# Creating necessary files for library

## Weight files

CMS provides the coefficients for the categories in a SAS CPORT file, which is a proprietary file format not documented openly by SAS. Thus, the only
way to see the coefficients (also referred to as weights) for the categories is use the Final Announcement documents that contain the weights in tables. The announcement documents can be
found on [CMS's website](https://www.cms.gov/medicare/payment/medicare-advantage-rates-statistics/announcements-and-documents)

One important things to be aware of is that when CMS uses the same model in for multiple years without any coefficient changes, they do not republish the information in each year's announcement document. Thus, you must go back to the first time the model was used to find the information. To help make it concrete, consider the CMS Model Version V24. It was first used in Payment Year (PY) 2020 and is seen in the [2020 Final Notice](https://www.cms.gov/medicare/health-plans/medicareadvtgspecratestats/announcements-and-documents-items/2020announcement). It was also used in [PY 2021](https://www.cms.gov/medicarehealth-plansmedicareadvtgspecratestatsannouncements-and-documents/2021-0), [PY2022](https://www.cms.gov/medicarehealth-plansmedicareadvtgspecratestatsannouncements-and-documents/2022), [PY2023](https://www.cms.gov/medicarehealth-plansmedicareadvtgspecratestatsannouncements-and-documents/2023), etc. however none of the announcement documents linked contain coefficients for V24 as they did not change from the original implementation in 2020.

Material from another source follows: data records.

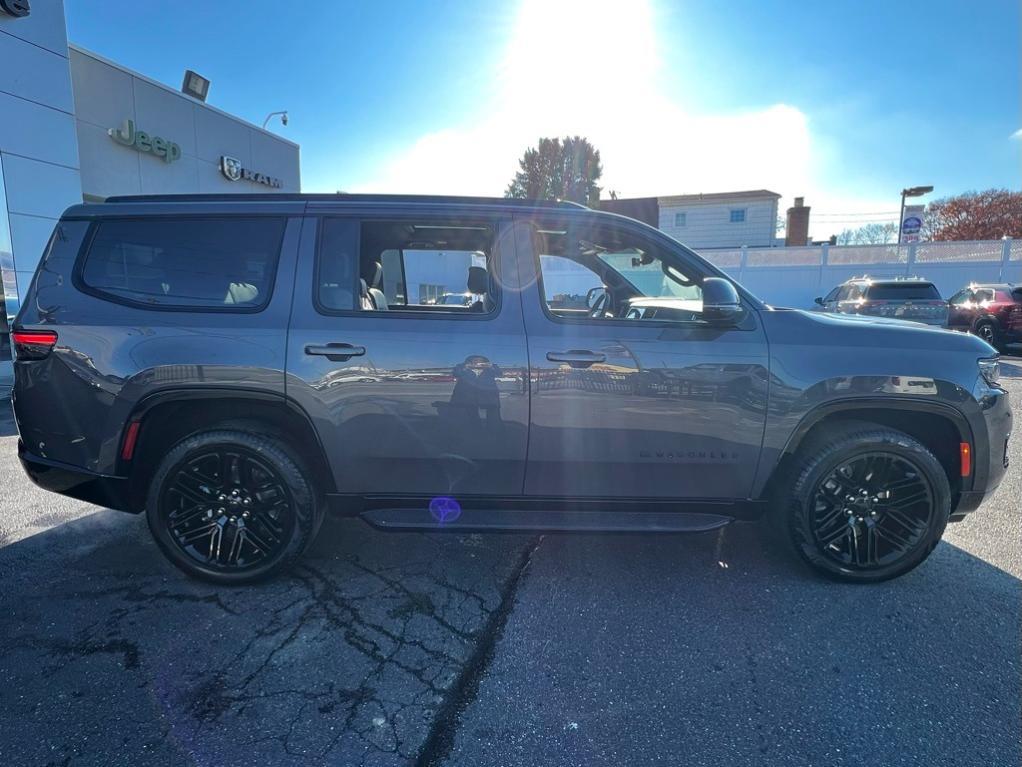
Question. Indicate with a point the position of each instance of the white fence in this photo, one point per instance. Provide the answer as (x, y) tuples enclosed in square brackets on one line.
[(794, 276)]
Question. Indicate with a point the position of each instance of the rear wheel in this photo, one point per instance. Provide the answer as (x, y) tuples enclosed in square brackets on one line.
[(232, 507), (865, 505)]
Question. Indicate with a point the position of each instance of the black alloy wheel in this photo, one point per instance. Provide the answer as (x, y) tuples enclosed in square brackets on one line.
[(863, 502), (227, 508), (871, 510), (232, 506)]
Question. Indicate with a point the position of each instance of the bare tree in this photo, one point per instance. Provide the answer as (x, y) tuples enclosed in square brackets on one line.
[(559, 169)]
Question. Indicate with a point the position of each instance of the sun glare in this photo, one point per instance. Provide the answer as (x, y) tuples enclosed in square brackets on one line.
[(596, 69)]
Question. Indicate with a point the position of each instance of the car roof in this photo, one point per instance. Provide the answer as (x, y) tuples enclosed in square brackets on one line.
[(889, 280), (346, 197)]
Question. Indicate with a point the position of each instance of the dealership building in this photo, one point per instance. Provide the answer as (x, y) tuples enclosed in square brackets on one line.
[(79, 127)]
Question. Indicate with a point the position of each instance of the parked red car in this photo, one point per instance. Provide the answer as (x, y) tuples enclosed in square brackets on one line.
[(993, 312)]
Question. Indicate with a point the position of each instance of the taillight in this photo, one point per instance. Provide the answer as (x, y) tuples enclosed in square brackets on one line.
[(131, 439), (33, 345)]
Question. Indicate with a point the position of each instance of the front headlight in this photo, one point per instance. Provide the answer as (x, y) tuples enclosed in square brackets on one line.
[(990, 370)]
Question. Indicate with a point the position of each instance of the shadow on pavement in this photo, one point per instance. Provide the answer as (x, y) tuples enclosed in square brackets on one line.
[(714, 649), (619, 649), (106, 650)]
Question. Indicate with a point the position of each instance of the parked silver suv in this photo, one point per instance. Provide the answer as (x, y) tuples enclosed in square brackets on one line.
[(236, 366), (901, 298)]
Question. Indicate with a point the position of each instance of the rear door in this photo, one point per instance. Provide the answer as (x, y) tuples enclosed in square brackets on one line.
[(411, 396), (633, 396)]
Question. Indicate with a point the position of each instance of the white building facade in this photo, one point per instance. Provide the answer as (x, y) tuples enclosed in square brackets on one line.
[(721, 220), (707, 221), (77, 127)]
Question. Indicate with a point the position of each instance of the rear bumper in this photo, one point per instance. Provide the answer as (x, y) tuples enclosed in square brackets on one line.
[(111, 492), (990, 451)]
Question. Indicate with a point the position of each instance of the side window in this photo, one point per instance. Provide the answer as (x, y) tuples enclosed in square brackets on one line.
[(338, 256), (607, 273), (566, 284), (215, 263), (424, 267)]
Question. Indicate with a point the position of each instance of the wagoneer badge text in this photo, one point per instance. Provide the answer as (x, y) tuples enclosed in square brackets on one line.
[(233, 171)]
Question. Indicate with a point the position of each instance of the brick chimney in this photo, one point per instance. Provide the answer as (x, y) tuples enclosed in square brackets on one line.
[(796, 230)]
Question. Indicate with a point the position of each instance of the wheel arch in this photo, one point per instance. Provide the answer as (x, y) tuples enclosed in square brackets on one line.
[(167, 416), (938, 425)]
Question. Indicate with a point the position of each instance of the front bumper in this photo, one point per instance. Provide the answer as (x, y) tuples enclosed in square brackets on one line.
[(111, 492)]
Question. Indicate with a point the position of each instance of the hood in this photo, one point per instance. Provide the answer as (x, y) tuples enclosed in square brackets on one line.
[(860, 329)]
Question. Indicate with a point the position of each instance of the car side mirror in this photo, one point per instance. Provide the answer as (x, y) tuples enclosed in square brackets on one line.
[(595, 296), (722, 304)]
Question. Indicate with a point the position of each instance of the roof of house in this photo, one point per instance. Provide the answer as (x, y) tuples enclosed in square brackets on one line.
[(717, 196)]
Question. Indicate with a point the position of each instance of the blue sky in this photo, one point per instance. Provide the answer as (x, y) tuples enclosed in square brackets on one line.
[(841, 102)]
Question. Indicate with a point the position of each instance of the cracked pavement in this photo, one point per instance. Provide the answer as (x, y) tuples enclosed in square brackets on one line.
[(405, 648)]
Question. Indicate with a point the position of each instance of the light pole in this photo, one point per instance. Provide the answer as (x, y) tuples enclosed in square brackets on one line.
[(283, 119), (912, 191)]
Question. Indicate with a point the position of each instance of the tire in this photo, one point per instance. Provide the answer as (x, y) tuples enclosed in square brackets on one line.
[(232, 507), (821, 513), (988, 332)]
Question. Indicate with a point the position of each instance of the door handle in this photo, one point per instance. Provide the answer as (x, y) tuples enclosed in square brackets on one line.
[(335, 352), (576, 357)]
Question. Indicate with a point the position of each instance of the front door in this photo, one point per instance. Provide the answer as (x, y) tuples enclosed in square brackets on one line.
[(634, 396), (413, 392)]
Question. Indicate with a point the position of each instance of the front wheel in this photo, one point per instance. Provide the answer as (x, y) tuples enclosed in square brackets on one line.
[(866, 504), (232, 507)]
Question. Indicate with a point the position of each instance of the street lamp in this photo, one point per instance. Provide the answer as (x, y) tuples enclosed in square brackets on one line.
[(283, 118), (912, 191)]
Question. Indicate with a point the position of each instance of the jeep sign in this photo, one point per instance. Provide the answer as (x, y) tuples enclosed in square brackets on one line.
[(127, 135), (234, 171)]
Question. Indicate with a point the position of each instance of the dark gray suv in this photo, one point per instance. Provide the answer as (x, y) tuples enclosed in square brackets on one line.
[(235, 367)]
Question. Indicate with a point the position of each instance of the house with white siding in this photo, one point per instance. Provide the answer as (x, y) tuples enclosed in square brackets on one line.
[(709, 220)]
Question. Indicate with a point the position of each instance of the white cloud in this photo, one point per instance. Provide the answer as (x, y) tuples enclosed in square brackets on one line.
[(650, 142)]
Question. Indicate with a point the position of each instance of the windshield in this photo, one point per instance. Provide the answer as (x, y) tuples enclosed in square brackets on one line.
[(650, 277)]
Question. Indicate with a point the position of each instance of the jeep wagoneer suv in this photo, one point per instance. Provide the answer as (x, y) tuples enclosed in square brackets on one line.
[(235, 367)]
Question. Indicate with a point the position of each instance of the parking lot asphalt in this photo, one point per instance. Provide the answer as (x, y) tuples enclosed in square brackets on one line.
[(503, 649)]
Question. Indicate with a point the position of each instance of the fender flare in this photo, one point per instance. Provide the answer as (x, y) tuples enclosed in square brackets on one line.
[(851, 404), (147, 403)]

To minimize manual work, the [tabula-py](https://pypi.org/project/tabula-py/) library will be used to read table objects from PDFs. It requires Java to be installed, please follow instructions linked in official documentation to get tabula-py working.

Key Assumptions:
1. The headers of the tables are identitified and outlined in column_dict
2. Manual editing is sometimes still needed based on the table layout, thus output file should be checked.
3. Might require lots of editing/customization based on PDF

In [8]:
import tabula
import pandas as pd
from pathlib import Path

# Specify the path to your PDF file
file_path = Path.cwd() / 'cms_files'
pdf_file = "Announcement2020.pdf"

# Use tabula to extract tables from the PDF
# You have to open the PDF up to find the relevant pages
tables = tabula.read_pdf(file_path / pdf_file, pages="75-80", multiple_tables=True)

for i, table in enumerate(tables, start=1):
    df = table
    if i == 1:
        combined_df = df.copy()
    else:
        combined_df = pd.concat([combined_df, df], ignore_index=True)

In [9]:
combined_df

Unnamed: 0.1,Unnamed: 0,Unnamed: 1,Unnamed: 2,"Community,","Community,.1","Community,.2","Community,.3","Community,.4","Community,.5",Unnamed: 3
0,,Variable,Description Label,"NonDual,","NonDual,","FBDual,","FBDual,","PBDual,","PBDual,",Institutional
1,,,,Aged,Disabled,Aged,Disabled,Aged,Disabled,
2,Medicaid,,,-,-,-,-,-,-,0.061
3,"Originally Disabled, Female",,,0.250,-,0.173,-,0.136,-,-
4,"Originally Disabled, Male",,,0.147,-,0.182,-,0.083,-,-
...,...,...,...,...,...,...,...,...,...,...
150,Payment HCC Counts,,,,,,,,,
151,D1,1 payment HCC,-,-,-,-,-,-,-,
152,D2,2 payment HCCs,-,-,-,-,-,-,-,
153,D3,3 payment HCCs,-,-,-,-,-,-,-,


In [None]:
# This may change as needed based on the headers
column_dict = {
    'Variable': 'category',
    'Description Label': 'description',
    'Community,NonDual,Aged': 'CNA',
    'Community,NonDual,Disabled': 'CND',
    'Community,FBDual,Aged': 'CFA',
    'Community,FBDual,Disabled': 'CFD',
    'Community,PBDual,Aged': 'CPA',
    'Community,PBDual,Disabled': 'CPD',
    'Institutional': 'INS'
}
final_df = (
    combined_df
    .rename(columns=lambda x: x.replace('\r', ''))
    .rename(columns=column_dict)
)
final_df['category'] = final_df.apply(lambda x: x['category'].replace('\r', ''), axis=1)
# final_df['description'] = final_df.apply(lambda x: x['description'].replace('\r', ''), axis=1)
final_df.to_csv(file_path / 'v24_weights.txt', index=False, header=True, sep='|')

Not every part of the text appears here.